Heidfeld: Ja, man muss ganz klar sagen, dass der Sebastian eine fantastische Saison fährt; und man muss bedenken, dass Fernando ab und zu ein bisschen übertreibt, indem er sich in den Vordergrund schiebt und das Auto ein bisschen arg schlecht darstellt. So schlecht, wie er tut, kann es gar nicht sein. Gerade am Anfang der Saison war Ferrari aber hintendran. Aber: Wenn irgendwo eine Chance war, einen Platz zu holen, hat er das auch gemacht. Fernando hat Dinge geschafft, wo man gedacht hat, dass das mit dem Auto nicht möglich ist.
mySPOX-User Manül: Das sehe ich ähnlich wie Nick, kann mich da einer gewissen Subjektivität aber nicht entziehen.
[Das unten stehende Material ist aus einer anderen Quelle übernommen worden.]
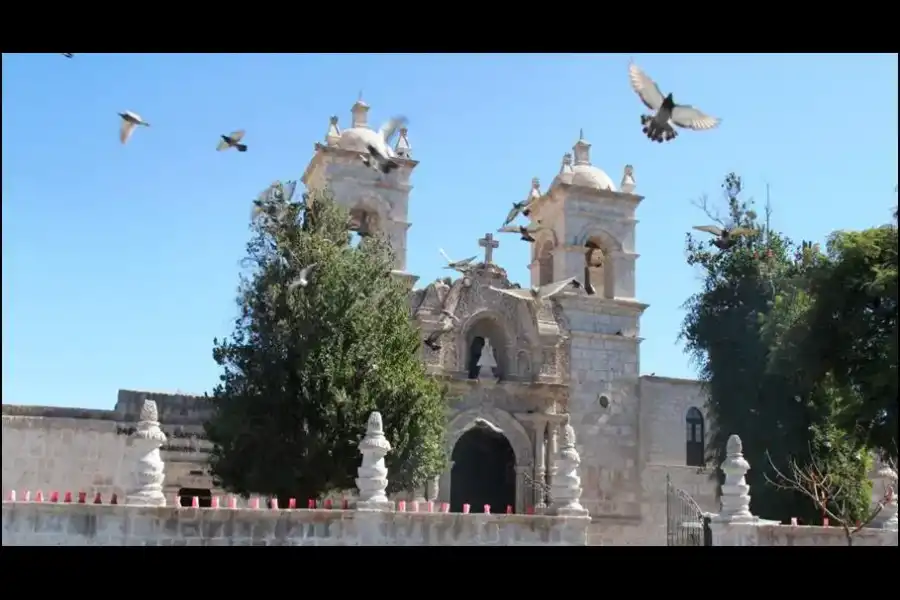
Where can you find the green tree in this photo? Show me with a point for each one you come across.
(841, 333)
(726, 336)
(306, 365)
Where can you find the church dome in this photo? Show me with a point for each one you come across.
(360, 136)
(592, 177)
(582, 172)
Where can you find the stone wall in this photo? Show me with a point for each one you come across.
(52, 448)
(44, 524)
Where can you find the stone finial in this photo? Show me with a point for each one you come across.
(402, 148)
(535, 192)
(582, 150)
(372, 474)
(149, 469)
(628, 183)
(334, 133)
(487, 360)
(360, 112)
(735, 491)
(566, 486)
(884, 488)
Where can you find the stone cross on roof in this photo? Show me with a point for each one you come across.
(488, 243)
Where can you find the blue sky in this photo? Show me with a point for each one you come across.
(120, 263)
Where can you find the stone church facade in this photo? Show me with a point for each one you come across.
(516, 373)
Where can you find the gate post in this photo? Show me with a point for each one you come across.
(735, 525)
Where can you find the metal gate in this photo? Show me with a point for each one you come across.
(686, 525)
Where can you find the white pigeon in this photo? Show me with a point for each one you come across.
(302, 280)
(448, 323)
(539, 294)
(462, 265)
(130, 122)
(379, 155)
(660, 126)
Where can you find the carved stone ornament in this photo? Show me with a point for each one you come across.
(149, 469)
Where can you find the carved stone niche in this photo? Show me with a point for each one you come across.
(486, 328)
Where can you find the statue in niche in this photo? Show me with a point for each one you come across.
(487, 363)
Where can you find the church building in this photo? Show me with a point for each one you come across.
(517, 370)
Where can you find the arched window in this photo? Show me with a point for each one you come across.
(474, 355)
(696, 436)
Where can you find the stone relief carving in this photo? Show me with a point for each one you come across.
(517, 332)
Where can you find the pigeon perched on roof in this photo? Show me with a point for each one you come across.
(535, 295)
(448, 323)
(660, 126)
(461, 265)
(380, 156)
(130, 121)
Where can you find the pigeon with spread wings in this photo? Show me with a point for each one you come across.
(526, 231)
(659, 126)
(448, 323)
(232, 140)
(725, 238)
(462, 265)
(539, 294)
(130, 121)
(379, 155)
(302, 279)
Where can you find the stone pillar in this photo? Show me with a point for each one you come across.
(372, 475)
(522, 495)
(432, 488)
(149, 471)
(552, 451)
(540, 467)
(735, 525)
(566, 489)
(884, 488)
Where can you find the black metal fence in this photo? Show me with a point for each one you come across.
(686, 525)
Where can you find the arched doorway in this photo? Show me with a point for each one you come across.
(483, 471)
(187, 495)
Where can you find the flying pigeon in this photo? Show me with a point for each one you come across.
(659, 126)
(539, 294)
(519, 208)
(448, 323)
(379, 155)
(725, 238)
(525, 231)
(302, 280)
(130, 121)
(232, 140)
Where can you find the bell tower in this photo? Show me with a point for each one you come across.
(380, 202)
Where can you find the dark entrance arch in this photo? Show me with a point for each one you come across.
(187, 495)
(483, 471)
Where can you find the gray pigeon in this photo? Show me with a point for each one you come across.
(525, 231)
(448, 323)
(302, 280)
(660, 126)
(232, 140)
(130, 121)
(725, 238)
(379, 156)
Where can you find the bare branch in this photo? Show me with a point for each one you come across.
(703, 204)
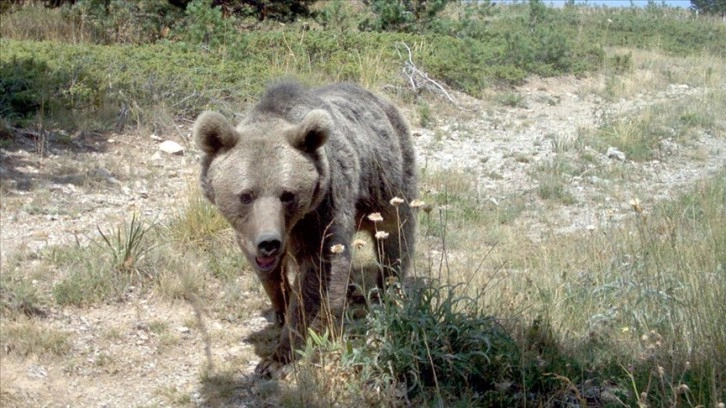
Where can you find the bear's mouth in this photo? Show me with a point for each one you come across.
(266, 262)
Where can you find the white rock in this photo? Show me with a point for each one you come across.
(614, 153)
(171, 147)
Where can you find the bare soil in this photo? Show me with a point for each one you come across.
(119, 359)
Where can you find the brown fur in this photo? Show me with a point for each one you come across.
(299, 175)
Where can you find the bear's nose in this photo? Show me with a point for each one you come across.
(269, 244)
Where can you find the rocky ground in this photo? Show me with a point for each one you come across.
(121, 359)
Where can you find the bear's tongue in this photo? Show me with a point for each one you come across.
(265, 262)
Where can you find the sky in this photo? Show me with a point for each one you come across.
(610, 3)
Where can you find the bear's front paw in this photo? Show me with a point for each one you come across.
(272, 369)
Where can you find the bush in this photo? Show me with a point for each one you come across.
(439, 343)
(403, 15)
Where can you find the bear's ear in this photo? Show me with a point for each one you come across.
(212, 131)
(312, 132)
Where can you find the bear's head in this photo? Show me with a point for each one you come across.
(264, 176)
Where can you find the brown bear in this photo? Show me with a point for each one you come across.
(296, 179)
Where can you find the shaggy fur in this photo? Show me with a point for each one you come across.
(299, 175)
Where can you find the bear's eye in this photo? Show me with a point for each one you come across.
(287, 197)
(246, 198)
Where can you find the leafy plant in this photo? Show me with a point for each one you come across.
(127, 245)
(439, 343)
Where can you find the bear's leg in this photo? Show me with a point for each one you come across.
(304, 304)
(277, 287)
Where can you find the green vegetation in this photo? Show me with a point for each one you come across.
(207, 61)
(627, 315)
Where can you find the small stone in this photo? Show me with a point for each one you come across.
(614, 153)
(171, 147)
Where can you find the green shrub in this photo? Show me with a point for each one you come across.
(439, 343)
(403, 15)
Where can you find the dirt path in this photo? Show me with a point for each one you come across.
(151, 352)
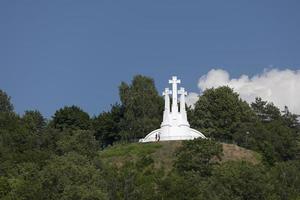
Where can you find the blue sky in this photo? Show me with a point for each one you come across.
(56, 53)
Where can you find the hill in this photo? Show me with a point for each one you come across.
(163, 153)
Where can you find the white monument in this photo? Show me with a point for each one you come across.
(175, 125)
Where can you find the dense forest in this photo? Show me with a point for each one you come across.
(62, 157)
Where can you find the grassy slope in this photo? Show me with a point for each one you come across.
(163, 153)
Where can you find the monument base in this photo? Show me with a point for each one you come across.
(160, 135)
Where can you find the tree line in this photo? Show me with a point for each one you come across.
(60, 158)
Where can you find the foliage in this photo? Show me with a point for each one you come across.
(71, 118)
(220, 112)
(142, 107)
(107, 125)
(198, 155)
(34, 120)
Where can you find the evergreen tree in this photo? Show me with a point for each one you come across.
(143, 107)
(71, 118)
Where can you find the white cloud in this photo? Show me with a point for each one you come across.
(282, 87)
(191, 99)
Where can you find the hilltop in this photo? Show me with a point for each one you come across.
(163, 153)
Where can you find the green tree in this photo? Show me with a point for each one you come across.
(71, 118)
(72, 176)
(265, 111)
(79, 141)
(107, 125)
(198, 155)
(143, 107)
(219, 113)
(34, 120)
(285, 177)
(237, 181)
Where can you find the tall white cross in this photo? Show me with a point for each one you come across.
(167, 99)
(183, 93)
(174, 82)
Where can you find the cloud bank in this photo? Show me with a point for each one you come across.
(282, 87)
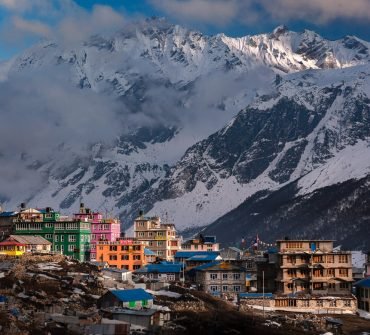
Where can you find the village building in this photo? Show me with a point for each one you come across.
(6, 224)
(313, 304)
(363, 294)
(102, 229)
(69, 237)
(159, 237)
(231, 254)
(34, 243)
(312, 266)
(12, 248)
(201, 243)
(163, 272)
(219, 278)
(125, 253)
(133, 299)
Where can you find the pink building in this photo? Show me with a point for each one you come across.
(101, 229)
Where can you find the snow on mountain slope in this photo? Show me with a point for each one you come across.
(172, 88)
(315, 126)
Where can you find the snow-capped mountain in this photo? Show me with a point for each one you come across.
(307, 112)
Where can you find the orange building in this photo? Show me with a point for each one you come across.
(126, 253)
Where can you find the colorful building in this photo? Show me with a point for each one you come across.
(201, 243)
(101, 229)
(69, 237)
(125, 253)
(313, 266)
(159, 237)
(12, 248)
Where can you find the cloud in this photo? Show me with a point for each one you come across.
(31, 27)
(81, 24)
(222, 12)
(216, 12)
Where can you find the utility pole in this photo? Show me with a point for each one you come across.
(263, 293)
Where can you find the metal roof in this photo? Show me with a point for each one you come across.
(256, 295)
(148, 252)
(203, 258)
(363, 283)
(161, 268)
(30, 239)
(8, 214)
(188, 254)
(132, 295)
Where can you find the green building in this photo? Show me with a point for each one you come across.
(69, 237)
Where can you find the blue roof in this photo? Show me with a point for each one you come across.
(148, 252)
(363, 283)
(161, 268)
(188, 254)
(204, 258)
(209, 239)
(132, 295)
(7, 214)
(256, 295)
(205, 266)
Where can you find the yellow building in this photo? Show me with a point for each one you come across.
(159, 237)
(12, 248)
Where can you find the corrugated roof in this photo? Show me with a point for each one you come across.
(132, 295)
(188, 254)
(148, 252)
(256, 295)
(30, 239)
(8, 214)
(363, 283)
(219, 266)
(203, 258)
(161, 268)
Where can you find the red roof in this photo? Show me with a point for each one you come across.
(12, 243)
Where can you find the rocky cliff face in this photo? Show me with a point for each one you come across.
(307, 114)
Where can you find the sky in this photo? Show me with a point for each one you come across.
(25, 22)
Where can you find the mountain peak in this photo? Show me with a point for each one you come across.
(279, 30)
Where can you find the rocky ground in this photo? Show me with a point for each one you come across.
(37, 286)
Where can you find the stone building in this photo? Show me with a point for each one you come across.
(159, 237)
(220, 277)
(312, 266)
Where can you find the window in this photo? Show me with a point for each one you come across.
(330, 258)
(236, 276)
(318, 286)
(343, 259)
(347, 303)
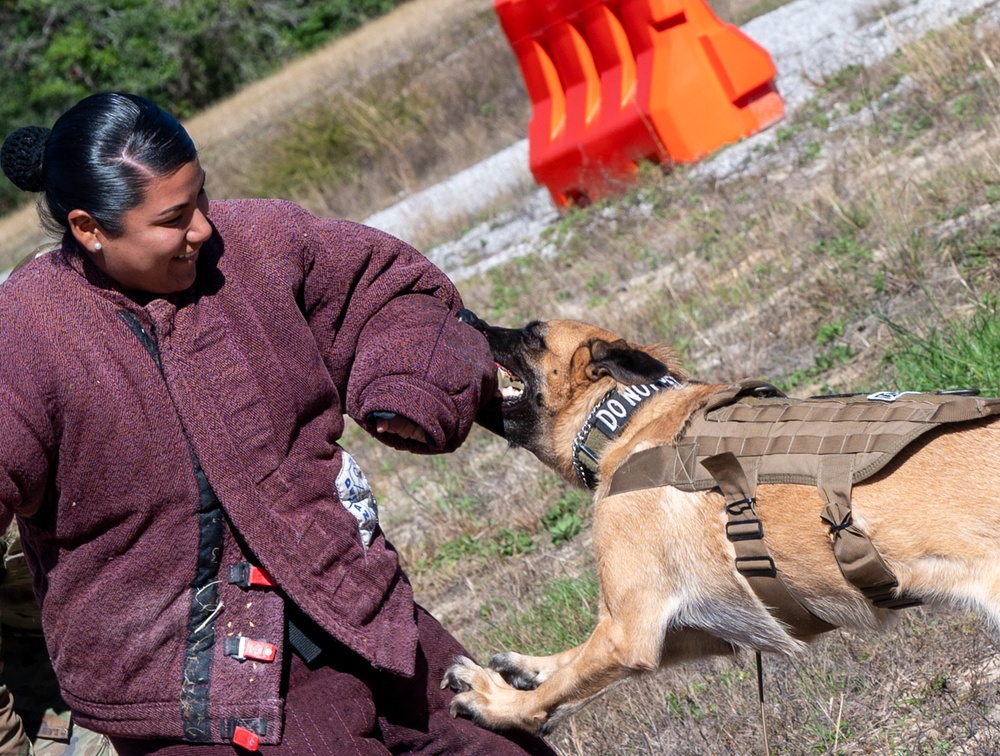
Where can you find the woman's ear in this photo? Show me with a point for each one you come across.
(85, 230)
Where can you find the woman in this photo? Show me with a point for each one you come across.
(173, 383)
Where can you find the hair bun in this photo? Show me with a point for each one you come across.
(21, 157)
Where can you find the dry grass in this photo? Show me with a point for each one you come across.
(879, 201)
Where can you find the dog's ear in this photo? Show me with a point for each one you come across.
(624, 363)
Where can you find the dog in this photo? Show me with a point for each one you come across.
(670, 589)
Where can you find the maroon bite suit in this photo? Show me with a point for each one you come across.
(149, 446)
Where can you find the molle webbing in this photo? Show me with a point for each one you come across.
(832, 443)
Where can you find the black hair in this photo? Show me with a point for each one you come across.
(98, 157)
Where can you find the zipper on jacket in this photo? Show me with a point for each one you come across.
(205, 606)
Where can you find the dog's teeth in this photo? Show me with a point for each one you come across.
(509, 385)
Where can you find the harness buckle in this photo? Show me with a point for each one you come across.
(740, 507)
(756, 566)
(744, 530)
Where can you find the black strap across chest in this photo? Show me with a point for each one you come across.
(742, 438)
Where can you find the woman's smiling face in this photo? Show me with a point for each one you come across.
(158, 246)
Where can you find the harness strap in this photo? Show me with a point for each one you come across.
(746, 532)
(859, 560)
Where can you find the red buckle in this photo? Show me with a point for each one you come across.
(260, 576)
(242, 648)
(247, 575)
(246, 738)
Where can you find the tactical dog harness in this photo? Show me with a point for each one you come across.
(750, 433)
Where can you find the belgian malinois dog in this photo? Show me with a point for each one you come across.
(671, 586)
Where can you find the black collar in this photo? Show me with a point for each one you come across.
(606, 422)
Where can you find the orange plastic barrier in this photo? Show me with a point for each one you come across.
(615, 82)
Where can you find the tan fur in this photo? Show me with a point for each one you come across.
(669, 588)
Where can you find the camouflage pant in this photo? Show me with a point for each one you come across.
(33, 717)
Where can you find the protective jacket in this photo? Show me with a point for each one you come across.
(156, 449)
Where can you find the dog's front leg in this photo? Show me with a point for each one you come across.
(608, 656)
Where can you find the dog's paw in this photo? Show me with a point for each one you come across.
(483, 696)
(460, 674)
(514, 669)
Ich bin seit Alonsos Formel-3000-Auftritt in Spa 2000 fasziniert von ihm. Seine Rennintelligenz, seine Kaltschnäuzigkeit auf der Strecke, sein Killerinstinkt, seine Zielstrebigkeit und sein Wille sind unglaublich! Spätestens bei seiner ersten Pole in Kuala Lumpur gleich im zweiten Rennen für Renault 2003 hat er damals auch dem Formel-1-Zirkus seinen wahnsinnigen Speed bewiesen. Sein erster Sieg im gleichen Jahr war für mich einer der schönsten Formel 1-Momente. Er ist für mich ohne Zweifel der kompletteste Fahrer im Feld.
Maack: Mich erinnert der aktuelle Zweikampf irgendwie an die Saison 1994. Der Kampf damals: Damon Hill gegen Michael Schumacher. Der Brite hatte im Williams das klar bessere Auto. Schumachers Benetton hatte zwar den gleichen Motor, konnte aber bei der Aerodynamik nicht mithalten. Hill war sicher kein ganz schlechter Fahrer, durch die drückende Überlegenheit seines von Adrian Newey entwickelten Autos, war der Triumph von Schumacher daher umso beeindruckender.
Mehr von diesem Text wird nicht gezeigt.